L’Accordo eleva la collaborazione istituzionale a una visione programmatica di superiore complessità, dove si riconosce l'indissolubile osmosi tra salute ed integrità degli ecosistemi e dove le Parti si impegnano a trasformare gli interventi di bonifica in strumenti di tutela del benessere collettivo. In questa cornice di rilancio, assume un ruolo centrale l'attuazione delle operazioni previste dal Just Transition Fund Taranto. Un pilastro fondamentale dell’intesa è rappresentato dalla promozione di percorsi comuni di "Cittadinanza Scientifica". Attraverso modelli di governance partecipata, le Parti intendono democratizzare il sapere tecnico-scientifico, rendendo la comunità non solo consapevole, ma partecipe e attiva nei processi di monitoraggio e decisione. L’obiettivo è formare cittadini che siano custodi attenti e responsabili del territorio risanato.
Il Protocollo ha come presupposto il fermo contrasto all’illegalità per un autentico risanamento “bioculturale”, capace di ricucire il legame identitario tra la comunità e il proprio habitat attraverso la riappropriazione di territori sottratti a pratiche illecite e la rigenerazione del tessuto etico-sociale.
Per declinare operativamente tali obiettivi, sarà istituito un Comitato di indirizzo e coordinamento composto da sei membri, incaricato di formulare criteri e valutare proposte progettuali sinergiche. La cooperazione vedrà inoltre l’interscambio di qualificate risorse umane e strumentali tra le due strutture, massimizzando il potenziale innovativo del sistema della ricerca nazionale e internazionale.
«Risulta straordinariamente importante che la Struttura Commissariale e l’Amministrazione Comunale di Taranto agiscano in una perfetta e reciproca sinergia - ha dichiarato il Commissario Uricchio - poiché solo nella solida volontà di 'fare sistema' risiede la chiave per una rinascita autentica del territorio. È nostro dovere primario massimizzare il valore pubblico della conoscenza, affinché la sapienza tecnica si traduca in una feconda efficacia dell’agire amministrativo. Auspichiamo, pertanto, un’osmosi dialogica che, travalicando i confini burocratici, si estenda a tutta la comunità, alimentando un flusso costante di partecipazione e trasparenza.
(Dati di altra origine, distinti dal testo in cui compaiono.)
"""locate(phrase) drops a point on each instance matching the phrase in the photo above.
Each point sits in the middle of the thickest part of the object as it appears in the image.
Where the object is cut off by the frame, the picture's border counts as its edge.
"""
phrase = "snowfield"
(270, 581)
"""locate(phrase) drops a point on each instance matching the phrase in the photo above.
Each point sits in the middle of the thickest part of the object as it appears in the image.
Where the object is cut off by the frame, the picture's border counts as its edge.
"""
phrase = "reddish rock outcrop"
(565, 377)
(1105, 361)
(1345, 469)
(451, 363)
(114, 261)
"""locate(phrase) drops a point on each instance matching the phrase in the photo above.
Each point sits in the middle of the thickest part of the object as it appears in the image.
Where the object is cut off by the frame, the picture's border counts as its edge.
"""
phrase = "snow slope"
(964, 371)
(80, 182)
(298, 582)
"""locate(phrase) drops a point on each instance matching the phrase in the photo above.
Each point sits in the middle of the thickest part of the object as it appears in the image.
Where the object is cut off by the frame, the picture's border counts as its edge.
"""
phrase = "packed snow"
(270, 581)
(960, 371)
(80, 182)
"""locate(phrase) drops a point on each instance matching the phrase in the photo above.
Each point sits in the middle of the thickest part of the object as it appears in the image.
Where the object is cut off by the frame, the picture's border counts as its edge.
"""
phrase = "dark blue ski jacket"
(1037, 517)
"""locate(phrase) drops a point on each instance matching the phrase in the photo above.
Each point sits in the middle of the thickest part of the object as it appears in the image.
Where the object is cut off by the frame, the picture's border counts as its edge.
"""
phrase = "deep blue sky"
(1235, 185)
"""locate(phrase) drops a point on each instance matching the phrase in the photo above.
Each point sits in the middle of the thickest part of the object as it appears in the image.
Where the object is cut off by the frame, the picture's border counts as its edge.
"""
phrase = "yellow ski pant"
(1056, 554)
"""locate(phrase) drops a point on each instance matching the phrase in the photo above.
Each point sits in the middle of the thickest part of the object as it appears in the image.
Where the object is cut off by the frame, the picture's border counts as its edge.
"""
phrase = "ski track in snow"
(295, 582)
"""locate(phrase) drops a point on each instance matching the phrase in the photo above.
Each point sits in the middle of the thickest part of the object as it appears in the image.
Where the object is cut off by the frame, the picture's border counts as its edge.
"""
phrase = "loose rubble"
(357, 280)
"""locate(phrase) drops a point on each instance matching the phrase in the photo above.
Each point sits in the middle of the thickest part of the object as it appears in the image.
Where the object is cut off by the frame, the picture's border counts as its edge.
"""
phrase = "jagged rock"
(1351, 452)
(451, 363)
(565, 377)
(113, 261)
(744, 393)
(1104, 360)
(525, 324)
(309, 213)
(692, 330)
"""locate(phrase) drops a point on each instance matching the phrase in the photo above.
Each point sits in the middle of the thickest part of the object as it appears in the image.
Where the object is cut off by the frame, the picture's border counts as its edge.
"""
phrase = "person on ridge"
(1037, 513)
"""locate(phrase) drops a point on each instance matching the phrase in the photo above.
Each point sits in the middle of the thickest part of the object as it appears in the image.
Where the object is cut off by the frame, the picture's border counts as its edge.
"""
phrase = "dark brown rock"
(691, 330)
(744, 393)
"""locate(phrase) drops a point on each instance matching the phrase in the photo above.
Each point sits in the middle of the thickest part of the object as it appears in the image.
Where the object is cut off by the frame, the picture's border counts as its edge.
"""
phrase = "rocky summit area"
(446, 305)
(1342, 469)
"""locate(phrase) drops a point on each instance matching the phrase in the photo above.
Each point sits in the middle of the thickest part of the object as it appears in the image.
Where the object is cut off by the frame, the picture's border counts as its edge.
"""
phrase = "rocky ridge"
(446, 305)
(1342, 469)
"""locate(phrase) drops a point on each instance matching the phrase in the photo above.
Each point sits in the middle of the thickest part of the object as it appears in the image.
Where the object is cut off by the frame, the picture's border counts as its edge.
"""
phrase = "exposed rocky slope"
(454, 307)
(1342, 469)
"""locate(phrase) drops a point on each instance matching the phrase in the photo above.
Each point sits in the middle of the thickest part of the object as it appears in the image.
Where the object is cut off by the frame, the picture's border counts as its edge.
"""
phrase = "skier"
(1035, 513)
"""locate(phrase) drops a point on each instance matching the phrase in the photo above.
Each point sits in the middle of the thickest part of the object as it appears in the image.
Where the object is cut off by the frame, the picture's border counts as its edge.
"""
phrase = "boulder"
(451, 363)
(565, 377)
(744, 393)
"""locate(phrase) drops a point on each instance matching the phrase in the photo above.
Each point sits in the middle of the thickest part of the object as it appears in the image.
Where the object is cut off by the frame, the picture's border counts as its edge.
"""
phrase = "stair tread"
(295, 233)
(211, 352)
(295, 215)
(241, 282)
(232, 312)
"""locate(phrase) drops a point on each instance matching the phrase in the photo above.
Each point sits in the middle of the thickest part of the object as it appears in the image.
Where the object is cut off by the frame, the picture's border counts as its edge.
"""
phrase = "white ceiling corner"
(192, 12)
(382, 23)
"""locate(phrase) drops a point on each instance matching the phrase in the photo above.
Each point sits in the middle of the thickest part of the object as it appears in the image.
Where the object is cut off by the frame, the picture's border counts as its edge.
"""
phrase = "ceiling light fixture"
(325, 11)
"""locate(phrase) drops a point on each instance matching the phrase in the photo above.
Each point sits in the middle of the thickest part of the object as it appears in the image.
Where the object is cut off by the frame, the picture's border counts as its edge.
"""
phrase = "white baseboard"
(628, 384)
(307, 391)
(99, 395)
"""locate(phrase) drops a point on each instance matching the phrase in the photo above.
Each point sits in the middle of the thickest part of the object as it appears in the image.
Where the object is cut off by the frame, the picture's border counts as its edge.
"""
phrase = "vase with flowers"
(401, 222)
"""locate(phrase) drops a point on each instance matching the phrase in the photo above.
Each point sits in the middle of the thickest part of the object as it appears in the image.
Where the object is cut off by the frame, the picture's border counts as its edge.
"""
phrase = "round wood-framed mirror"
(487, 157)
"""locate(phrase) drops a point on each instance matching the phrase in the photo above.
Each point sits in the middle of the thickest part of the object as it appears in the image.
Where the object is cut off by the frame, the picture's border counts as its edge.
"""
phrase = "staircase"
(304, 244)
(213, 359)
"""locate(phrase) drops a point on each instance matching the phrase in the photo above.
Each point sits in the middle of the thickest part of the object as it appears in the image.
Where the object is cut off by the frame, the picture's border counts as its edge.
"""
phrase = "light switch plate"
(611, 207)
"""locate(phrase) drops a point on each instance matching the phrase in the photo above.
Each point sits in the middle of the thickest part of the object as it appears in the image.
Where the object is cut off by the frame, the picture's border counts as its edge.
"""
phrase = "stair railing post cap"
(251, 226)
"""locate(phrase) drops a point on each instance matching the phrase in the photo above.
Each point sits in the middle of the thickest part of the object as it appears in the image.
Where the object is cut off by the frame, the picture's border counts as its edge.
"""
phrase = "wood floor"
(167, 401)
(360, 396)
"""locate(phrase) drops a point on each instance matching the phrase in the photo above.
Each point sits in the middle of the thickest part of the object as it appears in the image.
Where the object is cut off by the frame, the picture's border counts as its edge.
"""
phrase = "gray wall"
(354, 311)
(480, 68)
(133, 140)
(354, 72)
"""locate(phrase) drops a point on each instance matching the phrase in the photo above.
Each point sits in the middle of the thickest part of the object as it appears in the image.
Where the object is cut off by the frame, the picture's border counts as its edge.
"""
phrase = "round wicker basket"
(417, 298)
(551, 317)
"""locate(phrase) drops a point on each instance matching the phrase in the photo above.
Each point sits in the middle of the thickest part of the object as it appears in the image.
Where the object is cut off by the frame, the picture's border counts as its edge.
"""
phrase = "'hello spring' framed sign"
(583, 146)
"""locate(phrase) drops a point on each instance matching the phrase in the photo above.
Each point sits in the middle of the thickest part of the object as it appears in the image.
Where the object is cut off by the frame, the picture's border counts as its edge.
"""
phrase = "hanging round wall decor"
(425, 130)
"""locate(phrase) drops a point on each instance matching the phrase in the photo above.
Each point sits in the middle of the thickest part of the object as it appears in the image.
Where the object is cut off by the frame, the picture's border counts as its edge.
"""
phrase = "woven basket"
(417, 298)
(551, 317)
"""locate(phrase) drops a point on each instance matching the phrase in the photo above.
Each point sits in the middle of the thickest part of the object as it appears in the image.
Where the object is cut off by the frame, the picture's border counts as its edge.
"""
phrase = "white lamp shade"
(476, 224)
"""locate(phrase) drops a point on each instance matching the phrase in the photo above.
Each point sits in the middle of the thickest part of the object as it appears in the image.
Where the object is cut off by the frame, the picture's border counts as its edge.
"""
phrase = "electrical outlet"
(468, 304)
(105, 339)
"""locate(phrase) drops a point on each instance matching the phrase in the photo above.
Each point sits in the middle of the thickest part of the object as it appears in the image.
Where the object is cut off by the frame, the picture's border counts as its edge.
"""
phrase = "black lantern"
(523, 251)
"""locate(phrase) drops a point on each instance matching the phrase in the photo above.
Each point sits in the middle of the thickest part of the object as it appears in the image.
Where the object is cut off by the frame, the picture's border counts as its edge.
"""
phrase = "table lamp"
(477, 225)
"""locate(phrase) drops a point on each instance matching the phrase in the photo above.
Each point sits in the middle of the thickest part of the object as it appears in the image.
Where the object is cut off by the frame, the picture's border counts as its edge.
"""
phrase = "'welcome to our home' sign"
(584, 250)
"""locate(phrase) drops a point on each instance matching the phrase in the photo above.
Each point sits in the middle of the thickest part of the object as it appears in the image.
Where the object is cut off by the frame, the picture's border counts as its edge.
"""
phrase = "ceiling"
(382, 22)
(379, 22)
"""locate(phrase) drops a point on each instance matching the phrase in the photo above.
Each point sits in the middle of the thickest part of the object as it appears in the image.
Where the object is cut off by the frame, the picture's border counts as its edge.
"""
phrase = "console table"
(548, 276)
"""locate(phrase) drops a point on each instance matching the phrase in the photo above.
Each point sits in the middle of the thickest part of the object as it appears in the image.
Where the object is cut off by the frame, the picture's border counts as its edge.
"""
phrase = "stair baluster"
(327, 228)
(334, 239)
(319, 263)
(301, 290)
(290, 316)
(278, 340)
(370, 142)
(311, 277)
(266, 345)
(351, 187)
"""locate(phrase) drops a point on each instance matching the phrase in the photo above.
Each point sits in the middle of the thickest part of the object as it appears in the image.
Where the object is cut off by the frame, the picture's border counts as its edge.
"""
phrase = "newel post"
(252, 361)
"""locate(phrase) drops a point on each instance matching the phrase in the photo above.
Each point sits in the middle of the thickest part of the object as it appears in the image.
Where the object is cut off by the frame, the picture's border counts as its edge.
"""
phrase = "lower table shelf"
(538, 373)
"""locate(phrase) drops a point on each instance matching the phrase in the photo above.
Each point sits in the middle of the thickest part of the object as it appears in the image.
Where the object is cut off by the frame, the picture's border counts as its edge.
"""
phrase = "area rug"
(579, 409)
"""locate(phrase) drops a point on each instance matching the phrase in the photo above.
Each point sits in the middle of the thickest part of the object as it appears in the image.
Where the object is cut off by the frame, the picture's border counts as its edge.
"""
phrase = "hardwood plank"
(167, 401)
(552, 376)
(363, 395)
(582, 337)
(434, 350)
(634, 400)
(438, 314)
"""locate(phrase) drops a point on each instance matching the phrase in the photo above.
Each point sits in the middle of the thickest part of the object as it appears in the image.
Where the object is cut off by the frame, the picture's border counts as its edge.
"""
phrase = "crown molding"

Abbiamo l’ambizione di orchestrare una sinfonia di intenti che sappia fondere armonicamente istituzioni, saperi specialistici e coscienza civica: un coro polifonico capace di infiammare gli animi e di forgiare una visione valoriale inossidabile, attorno alla quale la città possa finalmente riconoscersi e prosperare con rinnovato vigore».